Hello,
I am new to metagenomics, and I am having a similar issue as that described in this past post. I am using mothur v. 1.48.0.
I am following the SOP, and I have run into no issues with creating contigs, screening out the sequences that have the incorrect length/ambiguities, and isolating the unique sequences.
I am trying to align my sequences to the SILVA 138.1 reference using:
mothur > align.seqs(fasta=shrub.trim.contigs.good.unique.fasta, reference=silva.nr_v138_1.pcr.fasta, processors=1)
, where silva.nr_v138_1.pcr.fasta is my reference file following the pcr.seqs command as described in the SOP (using mothur > pcr.seqs(fasta=silva.nr_v138_1, start=11895, end=25318, keepdots=F)
).
After running this command and trying to see the summary of the aligned output, I keep receiving errors saying that the fasta file contains fewer reads than the original count table (about 600,000 fewer reads). This occurred initially when I was defaulting to 8 processors, and then it kept occurring after I changed it to 1 or 2 processors as was recommended in past posts.
Here is the code and output that I’m using/receiving:
mothur > align.seqs(fasta=shrub.trim.contigs.good.unique.fasta, reference=silva.nr_v138_1.pcr.fasta, processors=1)
“It took 3930 secs to align 952556 sequences.
[WARNING]: 81 of your sequences generated alignments that eliminated too many bases, a list is provided in /Volumes/NO NAME/RMultiflora/shrub.trim.contigs.good.unique.flip.accnos.
[NOTE]: 35 of your sequences were reversed to produce a better alignment.
It took 3930 seconds to align 952556 sequences.”
and
mothur > summary.seqs(fasta=shrub.trim.contigs.good.unique.align, count=shrub.trim.contigs.good.count_table, processors=8)
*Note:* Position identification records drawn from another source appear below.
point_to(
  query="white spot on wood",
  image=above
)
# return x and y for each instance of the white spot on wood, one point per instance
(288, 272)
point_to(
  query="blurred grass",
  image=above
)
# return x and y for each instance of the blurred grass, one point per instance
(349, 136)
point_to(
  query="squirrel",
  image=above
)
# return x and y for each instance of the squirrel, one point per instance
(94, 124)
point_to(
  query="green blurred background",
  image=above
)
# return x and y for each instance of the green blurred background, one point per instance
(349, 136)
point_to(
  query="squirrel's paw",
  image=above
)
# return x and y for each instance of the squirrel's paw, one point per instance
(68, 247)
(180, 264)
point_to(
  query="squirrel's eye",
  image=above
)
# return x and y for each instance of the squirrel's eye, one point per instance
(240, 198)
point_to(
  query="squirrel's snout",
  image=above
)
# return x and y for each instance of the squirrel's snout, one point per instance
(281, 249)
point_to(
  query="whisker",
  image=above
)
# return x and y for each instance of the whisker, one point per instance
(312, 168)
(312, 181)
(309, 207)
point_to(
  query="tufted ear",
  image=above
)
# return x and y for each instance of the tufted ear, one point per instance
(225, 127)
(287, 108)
“[ERROR]: Your count file contains 952556 unique sequences, but your fasta file contains 318861. File mismatch detected, quitting command.”
(Just more information in case it’s relevant for diagnostics/troubleshooting.)
I noticed that my shrub.trim.contigs.good.unique.align file is 4.29GB, which is the same size as the original silva.nr_v138_1 file (4.28GB).
When I open the shrub.trim.contigs.good.unique.align_report file, I see a table with lots of rows of entries with the following columns: QueryName, QueryLength, TemplateName, TemplateLength… This file looks promising, but it may be missing entries if the error code is correct.
Any advice on what I should do? Let me know if there is any more information that I could provide to help.